In deze zaak, die voorligt bij het Gerechtshof 's-Hertogenbosch, betreft het een hoger beroep van de vader tegen een beschikking van de rechtbank Limburg, waarin de ondertoezichtstelling van zijn kinderen is verlengd en de machtiging tot uithuisplaatsing is gegeven. De vader, vertegenwoordigd door advocaat mr. J.H.M. Verstraten, verzoekt de beschikking te vernietigen en de GI niet-ontvankelijk te verklaren in haar verzoek tot verlenging van de uithuisplaatsing.

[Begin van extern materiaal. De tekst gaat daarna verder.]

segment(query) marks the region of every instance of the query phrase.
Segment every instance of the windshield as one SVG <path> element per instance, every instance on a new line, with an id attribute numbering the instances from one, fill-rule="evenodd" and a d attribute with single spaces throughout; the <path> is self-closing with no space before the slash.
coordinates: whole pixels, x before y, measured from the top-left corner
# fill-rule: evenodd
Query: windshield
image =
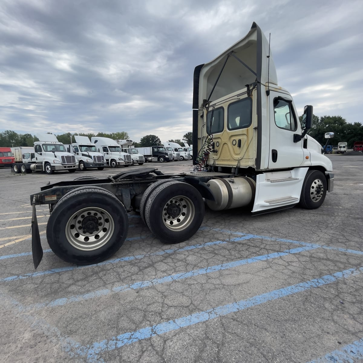
<path id="1" fill-rule="evenodd" d="M 45 151 L 64 151 L 66 152 L 66 148 L 63 145 L 59 144 L 43 144 L 42 146 Z"/>
<path id="2" fill-rule="evenodd" d="M 12 156 L 13 153 L 11 151 L 4 151 L 0 152 L 0 156 Z"/>
<path id="3" fill-rule="evenodd" d="M 79 150 L 81 151 L 95 151 L 97 152 L 96 147 L 89 145 L 80 145 Z"/>
<path id="4" fill-rule="evenodd" d="M 114 151 L 121 151 L 121 148 L 119 146 L 109 146 L 109 148 L 111 152 Z"/>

De GI, Stichting Bureau Jeugdzorg Limburg, verzet zich tegen het hoger beroep en vraagt om bekrachtiging van de beschikking.
De mondelinge behandeling vond plaats op 26 oktober 2021, waarbij de vader, de GI en de pleegouders zijn gehoord. De moeder is niet verschenen, en de Raad voor de Kinderbescherming heeft aangegeven niet ter zitting te verschijnen. De vader stelt dat de kinderen in een neutraal pleeggezin geplaatst moeten worden, omdat de huidige situatie in het pleeggezin van zijn broer spanningen met zich meebrengt. De GI en de pleegouders wijzen erop dat de kinderen zich goed ontwikkelen in het huidige pleeggezin en dat een overplaatsing schadelijk zou zijn voor hun emotionele ontwikkeling.
Het hof oordeelt dat de vader niet-ontvankelijk is in zijn verzoek met betrekking tot de minderjarige voor wie hij geen gezag heeft, maar bekrachtigt de beschikking van de rechtbank voor de andere minderjarige. Het hof benadrukt dat de belangen van de kinderen voorop staan en dat de huidige situatie, ondanks de spanningen, het beste is voor hun ontwikkeling. Het hof roept alle betrokkenen op om samen te werken aan verbetering van de onderlinge verhoudingen en de hulpverlening.